The et al. are four individuals who are members of the Thomas More organization. (It’s apparently an organization that has a membership, like the NAACP, the ACLU and the NRA, rather than just a law firm.) The organization’s standing to sue is derivative of its members’ standing—the ones that do have standing, that is, and only the members who actually will be forced by the ACA to buy health insurance or pay the penalty even arguably have standing. Turns out that the only one of the individual plaintiffs who, at least from the plaintiffs’ earlier filings, claimed that injury and provided specifics about it—that she did not have health insurance and that the $700 per month she said she would have to pay under the ACA would cause her significant financial hardship—actually bought health insurance through her employer last October, after the lower-court decision, for less than $400. The plaintiffs revealed this in their response to the court’s briefing request, which they filed last Wednesday.
Two of the other four individuals are not even claiming a lack of health insurance and therefore any injury from the mandate. The other one—his name is Steven Hyder—has claimed that the mandate “negatively impacts me now because I will have to reorganize my affairs and essentially change the way I live to meet the government’s demands,” but he provided no specifics.
Voila! On Friday, the government filed a motion asking the court to dismiss the appeal because, the government said, no plaintiff has standing to litigate this because no plaintiff has shown that he or she would suffer an injury from the mandate. Hyder’s claim, the government says, is a mere conclusory statement; without facts supporting the conclusion, it’s not enough to establish standing.
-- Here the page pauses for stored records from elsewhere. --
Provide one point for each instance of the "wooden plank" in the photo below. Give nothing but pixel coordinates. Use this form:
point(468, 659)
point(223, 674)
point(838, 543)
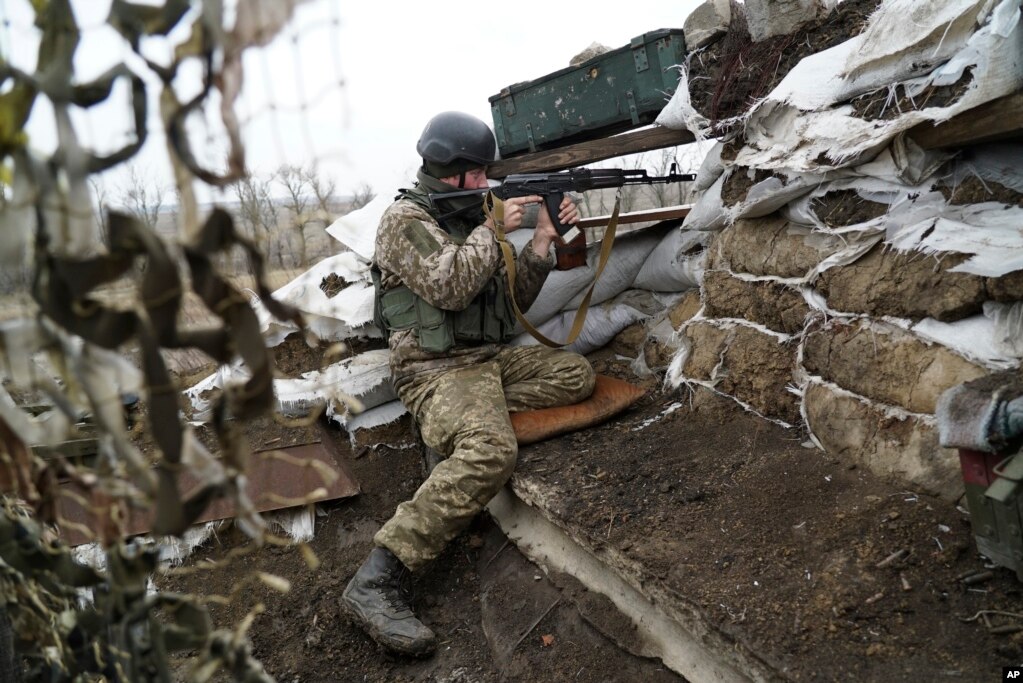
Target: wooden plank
point(997, 120)
point(582, 153)
point(664, 214)
point(272, 484)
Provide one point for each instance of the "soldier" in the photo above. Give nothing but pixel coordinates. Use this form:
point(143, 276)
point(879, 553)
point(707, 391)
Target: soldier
point(442, 293)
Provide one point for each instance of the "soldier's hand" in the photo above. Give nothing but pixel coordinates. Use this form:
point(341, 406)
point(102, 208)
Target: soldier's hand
point(515, 209)
point(546, 232)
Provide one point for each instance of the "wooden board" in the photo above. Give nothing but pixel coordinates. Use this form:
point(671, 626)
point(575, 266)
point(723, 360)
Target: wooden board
point(998, 120)
point(272, 484)
point(665, 214)
point(582, 153)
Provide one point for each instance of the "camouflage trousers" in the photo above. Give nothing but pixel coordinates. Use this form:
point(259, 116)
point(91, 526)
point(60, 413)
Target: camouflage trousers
point(462, 414)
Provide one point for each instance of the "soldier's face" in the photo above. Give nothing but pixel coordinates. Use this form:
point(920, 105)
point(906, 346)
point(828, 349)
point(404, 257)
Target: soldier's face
point(475, 179)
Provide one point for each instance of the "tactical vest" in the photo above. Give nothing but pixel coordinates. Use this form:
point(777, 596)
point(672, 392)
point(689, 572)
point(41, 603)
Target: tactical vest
point(488, 318)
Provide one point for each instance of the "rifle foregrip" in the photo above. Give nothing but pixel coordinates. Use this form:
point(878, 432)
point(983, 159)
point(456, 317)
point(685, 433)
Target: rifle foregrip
point(567, 231)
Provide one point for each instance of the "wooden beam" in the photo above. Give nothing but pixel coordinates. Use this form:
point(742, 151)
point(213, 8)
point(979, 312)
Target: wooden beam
point(665, 214)
point(998, 120)
point(582, 153)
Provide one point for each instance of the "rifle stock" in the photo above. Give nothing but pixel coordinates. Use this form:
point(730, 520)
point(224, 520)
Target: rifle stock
point(552, 186)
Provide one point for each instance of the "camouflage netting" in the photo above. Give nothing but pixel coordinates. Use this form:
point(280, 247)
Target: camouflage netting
point(65, 353)
point(854, 276)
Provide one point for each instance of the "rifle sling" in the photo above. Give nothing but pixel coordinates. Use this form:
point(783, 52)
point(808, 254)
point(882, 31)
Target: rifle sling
point(494, 210)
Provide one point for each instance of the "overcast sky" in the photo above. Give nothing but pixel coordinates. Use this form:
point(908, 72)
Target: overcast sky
point(353, 83)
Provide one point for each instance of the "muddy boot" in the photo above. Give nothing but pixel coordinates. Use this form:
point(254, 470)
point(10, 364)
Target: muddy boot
point(375, 600)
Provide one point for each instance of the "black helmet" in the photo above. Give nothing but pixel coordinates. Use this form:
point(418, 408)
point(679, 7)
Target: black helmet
point(453, 135)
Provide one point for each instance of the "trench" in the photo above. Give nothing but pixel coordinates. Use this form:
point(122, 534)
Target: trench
point(681, 641)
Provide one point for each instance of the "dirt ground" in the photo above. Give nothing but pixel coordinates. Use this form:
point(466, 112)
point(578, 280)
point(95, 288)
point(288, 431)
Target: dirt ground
point(813, 567)
point(498, 617)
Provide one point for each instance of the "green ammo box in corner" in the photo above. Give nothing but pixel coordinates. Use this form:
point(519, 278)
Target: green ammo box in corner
point(608, 94)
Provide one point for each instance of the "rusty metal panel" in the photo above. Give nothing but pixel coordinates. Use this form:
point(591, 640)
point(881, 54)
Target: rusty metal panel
point(273, 484)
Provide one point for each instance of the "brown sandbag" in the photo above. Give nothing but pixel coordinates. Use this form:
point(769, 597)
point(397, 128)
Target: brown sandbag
point(610, 398)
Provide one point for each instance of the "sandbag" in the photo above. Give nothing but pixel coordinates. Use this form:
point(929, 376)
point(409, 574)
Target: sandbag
point(610, 397)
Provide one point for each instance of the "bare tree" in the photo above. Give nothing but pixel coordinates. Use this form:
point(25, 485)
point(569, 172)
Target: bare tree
point(363, 194)
point(142, 198)
point(298, 201)
point(323, 189)
point(258, 212)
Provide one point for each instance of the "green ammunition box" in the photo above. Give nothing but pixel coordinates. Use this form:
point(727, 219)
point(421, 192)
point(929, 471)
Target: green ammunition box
point(607, 94)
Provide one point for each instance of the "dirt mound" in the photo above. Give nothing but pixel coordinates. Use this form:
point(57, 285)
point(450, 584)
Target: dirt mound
point(734, 73)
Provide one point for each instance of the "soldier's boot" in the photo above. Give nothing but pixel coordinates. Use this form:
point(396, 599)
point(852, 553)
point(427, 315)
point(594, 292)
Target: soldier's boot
point(376, 601)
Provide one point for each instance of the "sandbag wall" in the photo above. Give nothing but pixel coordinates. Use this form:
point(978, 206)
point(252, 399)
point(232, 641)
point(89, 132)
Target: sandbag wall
point(854, 276)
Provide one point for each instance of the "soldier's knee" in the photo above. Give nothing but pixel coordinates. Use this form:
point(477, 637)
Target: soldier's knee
point(581, 376)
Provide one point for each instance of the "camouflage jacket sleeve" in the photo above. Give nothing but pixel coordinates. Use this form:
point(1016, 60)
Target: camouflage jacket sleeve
point(412, 249)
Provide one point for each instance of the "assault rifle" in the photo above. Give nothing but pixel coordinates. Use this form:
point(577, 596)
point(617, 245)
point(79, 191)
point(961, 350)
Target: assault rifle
point(552, 186)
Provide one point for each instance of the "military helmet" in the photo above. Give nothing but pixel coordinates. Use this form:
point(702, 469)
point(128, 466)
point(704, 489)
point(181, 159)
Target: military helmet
point(452, 136)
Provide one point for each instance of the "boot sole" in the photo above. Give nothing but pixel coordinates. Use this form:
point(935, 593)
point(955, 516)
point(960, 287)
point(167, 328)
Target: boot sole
point(374, 634)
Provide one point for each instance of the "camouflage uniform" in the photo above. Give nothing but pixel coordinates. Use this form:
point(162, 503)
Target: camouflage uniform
point(460, 398)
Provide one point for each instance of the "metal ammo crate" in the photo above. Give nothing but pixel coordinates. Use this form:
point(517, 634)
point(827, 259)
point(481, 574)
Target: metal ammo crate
point(607, 94)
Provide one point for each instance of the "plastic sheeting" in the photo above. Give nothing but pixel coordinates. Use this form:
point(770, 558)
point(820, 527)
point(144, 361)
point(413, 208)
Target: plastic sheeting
point(805, 124)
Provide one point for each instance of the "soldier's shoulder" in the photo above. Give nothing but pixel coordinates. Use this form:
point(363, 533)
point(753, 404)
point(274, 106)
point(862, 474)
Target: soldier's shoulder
point(402, 210)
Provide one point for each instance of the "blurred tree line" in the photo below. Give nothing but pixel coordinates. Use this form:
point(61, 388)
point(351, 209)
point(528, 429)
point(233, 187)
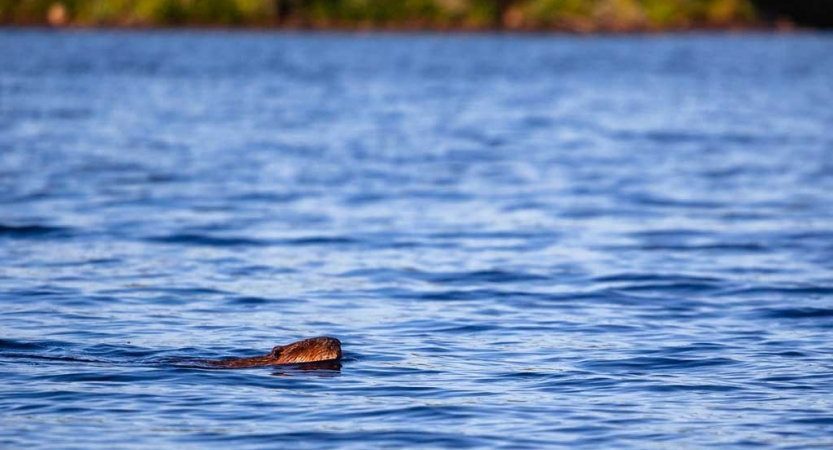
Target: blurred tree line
point(570, 15)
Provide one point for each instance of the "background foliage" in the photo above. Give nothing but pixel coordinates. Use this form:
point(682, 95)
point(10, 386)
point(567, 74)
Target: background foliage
point(574, 15)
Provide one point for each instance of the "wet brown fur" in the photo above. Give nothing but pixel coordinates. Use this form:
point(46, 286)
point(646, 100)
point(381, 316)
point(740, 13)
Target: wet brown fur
point(309, 350)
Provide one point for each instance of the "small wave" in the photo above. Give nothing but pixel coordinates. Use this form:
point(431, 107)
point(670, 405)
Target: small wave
point(797, 313)
point(201, 239)
point(23, 231)
point(655, 364)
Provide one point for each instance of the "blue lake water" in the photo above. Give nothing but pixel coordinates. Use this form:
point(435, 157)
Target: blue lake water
point(522, 241)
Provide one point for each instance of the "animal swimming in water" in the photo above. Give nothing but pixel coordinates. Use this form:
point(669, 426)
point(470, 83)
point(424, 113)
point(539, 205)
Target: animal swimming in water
point(315, 350)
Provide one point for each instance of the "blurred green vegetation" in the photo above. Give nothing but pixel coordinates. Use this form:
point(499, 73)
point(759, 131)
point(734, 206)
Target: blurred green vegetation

And the others clearly haven’t established standing. And, because the trial-level judge, who is based in the Eastern District of Michigan, ruled that the ACA is constitutional, the government wants the appellate court not to “vacate” (hold null and void) that judge’s ruling, an action that normally the appellate court would do in such a circumstance.
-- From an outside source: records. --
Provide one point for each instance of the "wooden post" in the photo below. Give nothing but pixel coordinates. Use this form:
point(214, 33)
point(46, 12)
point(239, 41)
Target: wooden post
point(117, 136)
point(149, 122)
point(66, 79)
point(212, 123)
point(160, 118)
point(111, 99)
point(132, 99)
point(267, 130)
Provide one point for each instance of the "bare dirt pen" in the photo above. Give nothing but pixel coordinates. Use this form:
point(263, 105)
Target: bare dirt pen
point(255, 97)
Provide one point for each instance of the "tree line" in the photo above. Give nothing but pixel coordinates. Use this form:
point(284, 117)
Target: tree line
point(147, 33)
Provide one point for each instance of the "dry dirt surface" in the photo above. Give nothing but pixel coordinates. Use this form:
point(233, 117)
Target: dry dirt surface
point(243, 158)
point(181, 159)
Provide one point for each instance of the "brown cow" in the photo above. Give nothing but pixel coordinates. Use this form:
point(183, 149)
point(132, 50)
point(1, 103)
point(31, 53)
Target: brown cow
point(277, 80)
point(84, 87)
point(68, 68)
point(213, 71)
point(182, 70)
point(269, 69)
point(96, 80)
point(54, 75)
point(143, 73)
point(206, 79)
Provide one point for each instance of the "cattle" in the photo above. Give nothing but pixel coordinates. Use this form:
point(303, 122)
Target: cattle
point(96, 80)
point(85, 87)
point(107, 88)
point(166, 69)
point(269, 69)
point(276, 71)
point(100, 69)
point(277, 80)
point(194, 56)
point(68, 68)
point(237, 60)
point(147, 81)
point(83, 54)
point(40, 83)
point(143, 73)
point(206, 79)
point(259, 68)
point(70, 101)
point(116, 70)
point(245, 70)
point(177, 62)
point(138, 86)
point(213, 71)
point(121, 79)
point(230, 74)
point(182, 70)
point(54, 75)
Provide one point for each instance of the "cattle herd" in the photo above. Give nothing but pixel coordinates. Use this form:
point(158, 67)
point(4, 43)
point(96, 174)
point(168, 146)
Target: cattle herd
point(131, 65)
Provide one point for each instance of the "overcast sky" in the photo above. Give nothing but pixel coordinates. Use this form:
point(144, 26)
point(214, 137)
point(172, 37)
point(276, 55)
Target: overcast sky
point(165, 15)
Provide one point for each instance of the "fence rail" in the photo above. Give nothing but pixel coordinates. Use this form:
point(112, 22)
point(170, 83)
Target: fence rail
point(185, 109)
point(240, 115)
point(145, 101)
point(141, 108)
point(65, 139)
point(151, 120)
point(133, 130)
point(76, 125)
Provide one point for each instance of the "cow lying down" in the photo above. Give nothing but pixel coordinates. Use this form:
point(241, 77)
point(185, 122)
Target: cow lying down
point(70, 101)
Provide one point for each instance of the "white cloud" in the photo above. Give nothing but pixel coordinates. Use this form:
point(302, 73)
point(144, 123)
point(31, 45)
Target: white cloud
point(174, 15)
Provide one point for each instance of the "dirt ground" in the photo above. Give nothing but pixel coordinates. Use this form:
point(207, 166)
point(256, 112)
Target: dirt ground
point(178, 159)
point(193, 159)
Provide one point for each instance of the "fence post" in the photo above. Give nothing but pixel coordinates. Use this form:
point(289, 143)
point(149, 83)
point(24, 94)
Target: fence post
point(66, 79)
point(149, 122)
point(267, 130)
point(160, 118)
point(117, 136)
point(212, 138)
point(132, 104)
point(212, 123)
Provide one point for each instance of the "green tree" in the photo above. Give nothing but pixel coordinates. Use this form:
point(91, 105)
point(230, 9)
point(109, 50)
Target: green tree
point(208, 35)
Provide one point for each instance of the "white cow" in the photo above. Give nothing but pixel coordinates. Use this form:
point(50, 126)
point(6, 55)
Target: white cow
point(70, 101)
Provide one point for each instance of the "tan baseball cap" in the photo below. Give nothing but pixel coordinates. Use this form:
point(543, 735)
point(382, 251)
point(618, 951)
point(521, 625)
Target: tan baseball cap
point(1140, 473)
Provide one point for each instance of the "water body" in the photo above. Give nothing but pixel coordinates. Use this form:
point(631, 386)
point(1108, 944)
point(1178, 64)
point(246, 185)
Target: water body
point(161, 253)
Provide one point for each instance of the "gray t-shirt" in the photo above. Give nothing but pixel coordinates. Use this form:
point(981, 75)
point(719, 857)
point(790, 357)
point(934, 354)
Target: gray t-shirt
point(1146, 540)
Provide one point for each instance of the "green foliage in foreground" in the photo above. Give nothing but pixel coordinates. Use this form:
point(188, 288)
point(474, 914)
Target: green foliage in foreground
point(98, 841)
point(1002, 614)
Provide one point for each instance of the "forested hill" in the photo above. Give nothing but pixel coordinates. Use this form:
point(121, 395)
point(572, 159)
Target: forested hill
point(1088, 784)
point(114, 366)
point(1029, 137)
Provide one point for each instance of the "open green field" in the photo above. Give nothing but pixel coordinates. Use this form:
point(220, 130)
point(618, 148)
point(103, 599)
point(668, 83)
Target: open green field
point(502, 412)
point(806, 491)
The government’s request that the appellate court dismiss the appeal yet leave the trial judge’s ruling intact strikes me as pointless. Yes, the plaintiff who voluntarily bought health insurance in October did have standing when the lawsuit was filed and when the trial judge issued his ruling last summer. But trial-court rulings have no effect except in the case in which the ruling was issued. They don’t even set the law in that court’s own judicial district. That ruling, if it remains in effect although the appeal is dismissed, probably wouldn’t even effect the rights of these plaintiffs—most significantly, of course, the Thomas More Law Center—because they were denied the right to an appeal.
At the oral argument on Wednesday, or before that in a filed response to the government’s motion, the Thomas More lawyers will get specific about the basis for Hyder’s claim of financial hardship and about whether the other two individuals now have health insurance. If they all have health insurance, then, the mandate won’t cause them financial hardship or, irrespectively of finances, force them to do something they don’t want to do. They don’t have standing.
But, assuredly, some plaintiff in some other ACA case does. Or will.